TsukuBlog

A Local Perspective on Life in Tsukuba, Ibaraki, Japan.

Archive for the ‘Movies’ Category

Hula Girls

By Avi Landau

 

Since the success of the international hit Shall We Dance (1996), Japanese film producers have been Hula Girls regularly investing in the genre which can be called O-keikomono (お稽古物). Those of you who are active in martial arts will be familiar with the word keiko, which means training, and the above-mentioned term can be used to refer to stories in which one or more characters begin to practice an activity under the guidance of a teacher, resulting in personal growth for both student and teacher and an obligatory grand finale to display the great skill acquired as a result of the hard training.

I guess you could say that it is an age old Asian genre which has also found success in the West in films ranging from the Karate Kid to Rocky.
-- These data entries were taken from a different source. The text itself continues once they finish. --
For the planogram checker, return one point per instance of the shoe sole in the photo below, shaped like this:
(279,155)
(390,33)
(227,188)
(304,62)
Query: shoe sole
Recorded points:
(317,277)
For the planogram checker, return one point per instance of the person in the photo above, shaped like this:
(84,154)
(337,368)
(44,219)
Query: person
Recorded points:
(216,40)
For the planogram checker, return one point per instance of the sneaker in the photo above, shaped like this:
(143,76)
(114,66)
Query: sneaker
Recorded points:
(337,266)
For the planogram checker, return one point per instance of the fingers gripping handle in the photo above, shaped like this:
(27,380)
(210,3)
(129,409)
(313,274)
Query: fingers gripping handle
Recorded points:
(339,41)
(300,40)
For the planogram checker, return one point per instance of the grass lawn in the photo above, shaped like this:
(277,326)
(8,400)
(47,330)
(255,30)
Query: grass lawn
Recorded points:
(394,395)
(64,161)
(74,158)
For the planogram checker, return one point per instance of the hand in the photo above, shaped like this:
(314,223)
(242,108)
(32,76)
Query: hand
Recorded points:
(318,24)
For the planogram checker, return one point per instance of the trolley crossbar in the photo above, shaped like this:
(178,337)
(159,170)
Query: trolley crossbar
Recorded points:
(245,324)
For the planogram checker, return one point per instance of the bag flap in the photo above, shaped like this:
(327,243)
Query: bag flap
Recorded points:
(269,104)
Such recent Japanese movies as Swing Girls and Water Boys were efforts that used the same plot pattern as Shall We Dance but did not achieve the same results in either critical acclaim or box office success.

In 2006, however, director and writer Sang-il Lee used the old formula to create what I found to be a film that was not only very entertaining, moving, and very well made, but also a work that should be seen by anyone with an interest in the history of this part of Japan.

The story takes place in Iwaki , which is in Fukushima Prefecture just across the border from Ibaraki (our own Prefecture) and most of the dialogue is in a type of stage Fukushima dialect (if they used real dialect general viewers would not understand) which very closely resembles the dialect spoken by natives of rural Tsukuba.

Iwaki and Northern Ibaraki were important coal mining regions and the labor of the miners was essential for Japans industrialization.The shows how these laborers and their families were proud to have made such efforts for their country and which was confirmed for them by the fact that the Emperor had visited
their town and had actually gone into the mine.

Times change however, and the company could not keep on all the miners. In Japan, however, the company is always concerned about its worker s(well, NOT always!) and tried to branch off into another business which would keep the town going. The idea was to utilize geothermal resources around the mine to develop a huge spa resort with a Hawaiian theme. Sounds crazy now and it sounded even crazier then to the hardened miners and their families.

Hula Girls is the story of the miners daughters who through great efforts with the help of an alcoholic, debt-ridden, big city girl teacher to help save the town and turn the Hawaiian resort into a smashing success, which it still is today.

Director Lee makes every frame count right from the start as a hand drawn flyer of Diamondhead blends into the next shot of the coal mountain. The script is funny and intelligent. The performances, which are sometimes campy or over the top, are sometimes quite good or even excellent. The story is formulaic, but surprising, though I don’t want to give anything away. I must add, however that it is one of the greatest feminist films I have ever seen, made in Japan or anywhere else.

Japan is a country of successive fads and the success of this film has created yet another. Hawaiian dance classes sprang up everywhere, a few of them still running today (like the surviving Flamenco dance classes, relics  from the Spanish dance boom created in the wake of the  Barcelona Olympics (when were they?).

As I said, I’m not going to go into the details of the story. Just see it! If you don’t cry, you are made of stone!